Business Analytics and The Customer

In the past, customers used to rely on the expertise of a salesperson to help them find what they wanted in a store. Today’s customers, however, are bombarded with options and information when they look to make a purchase.

C24 know your customer

Despite the huge increase in available information, customers instead struggle to find the products that will suit them best.  Fortunately, the advances in technology, data collection, and business analytics are now making it possible for businesses to improve customer experience. With today’s technological advancement, data has become the currency of the digital economy. Many businesses are collecting their stockpiles of this currency via business analytic tools, CRM systems, and loyalty programs, among others. Customers are also more willing than ever to share what they think about a product and their experiences via social media and forums. This allows businesses to gain customer feedback on their products or services, and at the same time provides customers with more information before they make a purchase.


Know Your Customer

Advances in information technology allows businesses to collect data on their customers and better understand what those customers do, want and need.  Valuable data on customers for businesses can be relatively basic and easy to acquire, often via free or low cost methods. Data can include gender, age, geographical location, interests, and even online browsing activity, layered against more complex data collection resulting from interactions with your company.

Business intelligence software aggregates these different data sources to provide valuable insight into the patterns that mark the behaviour and trends of our customers. The growing availability of social, mobile, and location information also creates new data sets that businesses can mine to extract more information.

Armed with increasingly granular data, businesses can generate customized offers that point customers to the right products, at the right moment. This takes the guesswork out of sales. As a result, businesses can create marketing campaigns that can more precisely target and communicate with the right customers, determine which campaigns have the biggest impact on sales, build stronger relationships with customers, and in the end, increase market share and profit.


Keep Your Customer

Recent research carried out by Zendesk, a customer support company, found that customers are more likely to share their bad experiences than the good ones. Zendesk found that 33% of the surveyed customers would share their good experiences with at least five people. However, if the experiences were bad, 54% of the surveyed customers would share their experiences with more than five people. Social media becomes an easy platform for customers to share information and experiences quickly and conveniently. With just a few clicks, news can reach tens of thousands of people, and news of bad customer service tends to reach more ears than praise for good experiences. Also, according to the White House Office of Consumer Affairs, it is 6–7 times more expensive to acquire a new customer than it is to keep an existing one. Therefore, it is worth it for businesses to take the time to address unhappy customers and remedy the situation, and avoid any negative word of mouth exposure.

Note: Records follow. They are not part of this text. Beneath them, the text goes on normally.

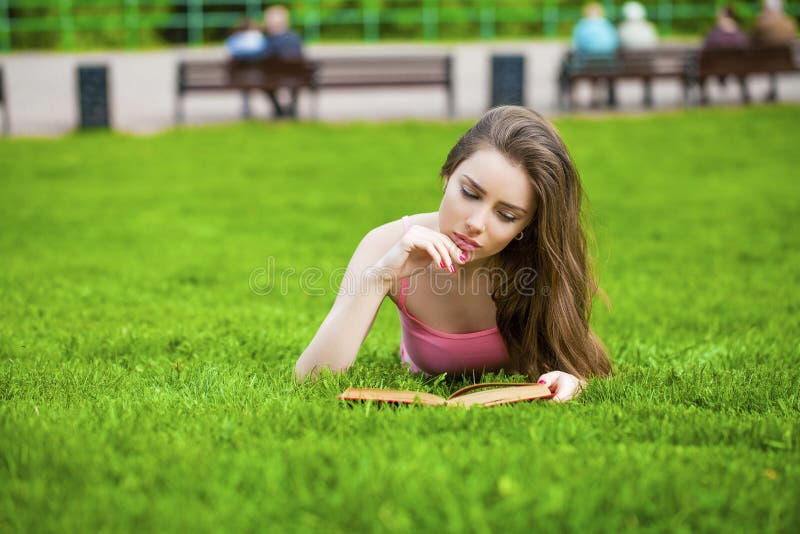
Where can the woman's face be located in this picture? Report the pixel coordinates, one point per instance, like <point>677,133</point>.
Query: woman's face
<point>487,201</point>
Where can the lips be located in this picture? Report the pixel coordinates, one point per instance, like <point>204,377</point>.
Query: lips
<point>464,242</point>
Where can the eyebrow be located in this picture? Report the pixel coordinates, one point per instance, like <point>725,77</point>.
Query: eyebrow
<point>482,190</point>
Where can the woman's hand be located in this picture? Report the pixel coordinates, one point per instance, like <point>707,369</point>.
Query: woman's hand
<point>564,385</point>
<point>418,247</point>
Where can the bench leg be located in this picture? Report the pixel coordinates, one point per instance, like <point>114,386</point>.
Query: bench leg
<point>179,109</point>
<point>648,93</point>
<point>314,103</point>
<point>745,91</point>
<point>6,120</point>
<point>247,113</point>
<point>772,95</point>
<point>701,84</point>
<point>612,93</point>
<point>450,104</point>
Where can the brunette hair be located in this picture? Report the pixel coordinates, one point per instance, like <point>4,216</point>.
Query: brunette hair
<point>545,326</point>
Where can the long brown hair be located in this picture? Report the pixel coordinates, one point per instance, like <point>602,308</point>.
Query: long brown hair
<point>544,315</point>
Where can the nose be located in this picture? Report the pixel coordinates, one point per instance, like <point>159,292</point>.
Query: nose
<point>476,223</point>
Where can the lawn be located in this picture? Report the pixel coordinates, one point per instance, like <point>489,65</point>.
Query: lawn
<point>155,294</point>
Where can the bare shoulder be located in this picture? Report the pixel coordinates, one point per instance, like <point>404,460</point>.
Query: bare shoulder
<point>382,238</point>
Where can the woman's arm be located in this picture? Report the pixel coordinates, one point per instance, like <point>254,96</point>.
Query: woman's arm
<point>385,256</point>
<point>363,288</point>
<point>564,385</point>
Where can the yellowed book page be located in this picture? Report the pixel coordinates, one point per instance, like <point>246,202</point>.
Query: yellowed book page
<point>391,395</point>
<point>493,397</point>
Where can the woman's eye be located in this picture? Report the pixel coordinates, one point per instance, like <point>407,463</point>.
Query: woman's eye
<point>468,194</point>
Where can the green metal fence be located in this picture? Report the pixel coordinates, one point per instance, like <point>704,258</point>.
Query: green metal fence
<point>132,24</point>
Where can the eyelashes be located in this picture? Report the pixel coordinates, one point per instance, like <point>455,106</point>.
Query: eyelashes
<point>472,196</point>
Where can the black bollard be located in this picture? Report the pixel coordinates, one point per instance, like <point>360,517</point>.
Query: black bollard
<point>508,80</point>
<point>93,96</point>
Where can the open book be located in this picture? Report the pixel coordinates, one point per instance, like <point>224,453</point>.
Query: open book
<point>505,394</point>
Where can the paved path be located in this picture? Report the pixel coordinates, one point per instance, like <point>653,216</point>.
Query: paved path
<point>42,94</point>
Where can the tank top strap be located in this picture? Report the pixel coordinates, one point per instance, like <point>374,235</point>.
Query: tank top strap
<point>404,282</point>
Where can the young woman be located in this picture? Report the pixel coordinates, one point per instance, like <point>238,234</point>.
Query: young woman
<point>497,278</point>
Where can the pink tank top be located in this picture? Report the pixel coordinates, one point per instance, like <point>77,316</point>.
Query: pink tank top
<point>432,351</point>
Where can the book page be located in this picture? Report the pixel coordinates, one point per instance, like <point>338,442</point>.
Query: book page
<point>391,395</point>
<point>493,397</point>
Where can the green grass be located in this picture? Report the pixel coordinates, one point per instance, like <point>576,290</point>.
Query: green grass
<point>144,386</point>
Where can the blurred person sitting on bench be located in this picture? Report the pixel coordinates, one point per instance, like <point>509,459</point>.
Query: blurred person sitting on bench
<point>773,28</point>
<point>247,41</point>
<point>636,32</point>
<point>595,40</point>
<point>594,34</point>
<point>726,33</point>
<point>284,44</point>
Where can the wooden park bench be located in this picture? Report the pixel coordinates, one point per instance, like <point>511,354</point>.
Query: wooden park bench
<point>385,72</point>
<point>740,63</point>
<point>321,74</point>
<point>665,62</point>
<point>240,75</point>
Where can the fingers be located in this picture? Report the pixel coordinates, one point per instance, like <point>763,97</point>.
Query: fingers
<point>563,385</point>
<point>442,250</point>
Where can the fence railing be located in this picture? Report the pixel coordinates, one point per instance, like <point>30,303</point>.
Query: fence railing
<point>132,24</point>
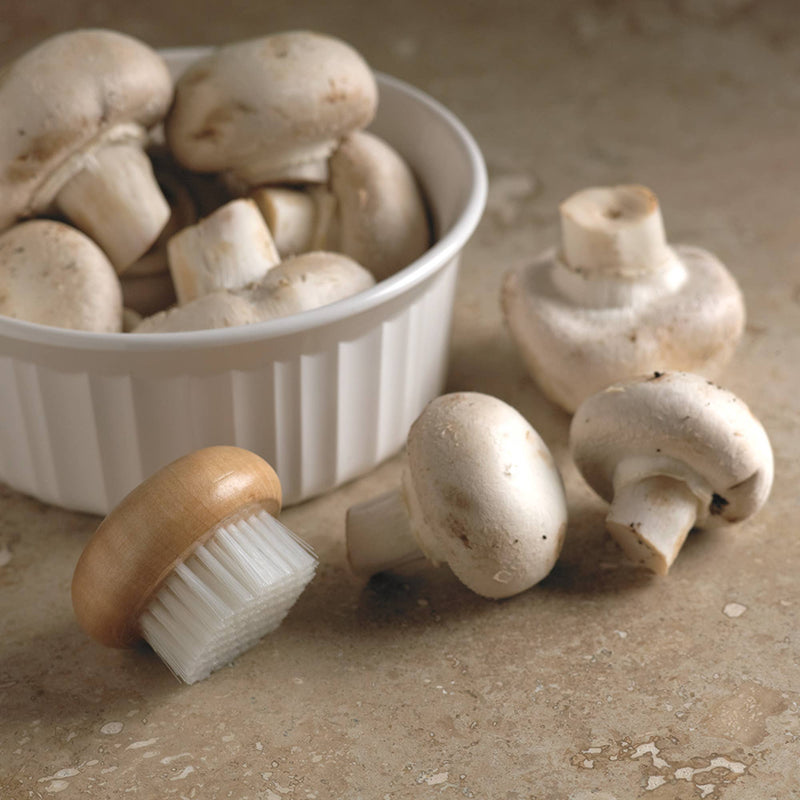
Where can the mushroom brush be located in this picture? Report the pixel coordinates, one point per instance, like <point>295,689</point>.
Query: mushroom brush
<point>480,492</point>
<point>194,562</point>
<point>670,451</point>
<point>617,300</point>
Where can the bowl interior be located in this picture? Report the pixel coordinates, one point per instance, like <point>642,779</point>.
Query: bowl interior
<point>446,161</point>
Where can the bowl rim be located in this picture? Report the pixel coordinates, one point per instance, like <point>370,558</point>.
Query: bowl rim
<point>441,252</point>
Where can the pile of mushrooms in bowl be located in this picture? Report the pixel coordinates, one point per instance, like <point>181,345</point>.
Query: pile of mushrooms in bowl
<point>286,275</point>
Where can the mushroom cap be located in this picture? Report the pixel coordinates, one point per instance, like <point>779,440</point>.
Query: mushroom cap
<point>484,494</point>
<point>383,221</point>
<point>683,425</point>
<point>308,281</point>
<point>689,318</point>
<point>220,309</point>
<point>268,103</point>
<point>300,283</point>
<point>59,97</point>
<point>53,274</point>
<point>156,527</point>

Further to these findings, research completed by the Pew Research Center’s Internet and American Life project in 2010 found that 58% of Americans conduct online research about products and services that they are considering purchasing. In other words, customers no longer base their purchasing decisions on product price alone. In fact, as pointed out by the Customer Experience Impact Report by Harris Interactive and RightNow, 9 out of 10 consumers say that they would pay more to ensure a better customer experience. Major factors that affect their decisions include other customers’ reviews, experiences, and recommendations. With the increased ease of access to information online, consumers can shop around until they find the products and services that suit them best.

In a way, this decreases customer loyalty. Customer experience has become the benchmark for differentiating between companies and brands. Businesses that offer consumers less than idea experiences will see their customers defect to competitors.  Businesses can now spot these trends before action is taken to leave or defect to a competitor through social media monitoring and analysis.


Know Your Own Data

What is also increasing is that customers want access to their own data when they need it – often instantly and in real-time. Customers now expect to be able to check the status of their orders, receive updates to their services, and see where their billing is upto – and companies without the ability to generate reports in real-time will fall behind as consumers recognise they can receive a better and more informed service elsewhere.

Even though data sharing between businesses and consumers is not an entirely new concept, it has been primarily focused on customer service interactions. It hasn’t been viewed as a way for businesses to build relationships with their customers and gain insight into how to better market to them. By sharing valuable data insights with their customers, businesses can strengthen relationships and increase their product usage and the overall customer experience. For example, a car manufacturer could monitor customers’ driving behaviours and share tips on how they could conserve petrol usage or become better drivers.



Data is an unlimited resource that will continue to expand as our technology advances. As more data become available, businesses that have systematically gathered data points about their customers can make much more effective marketing and sales strategy decisions. This new level of information also allows businesses to provide a better customer experience, and differentiate themselves from the competition.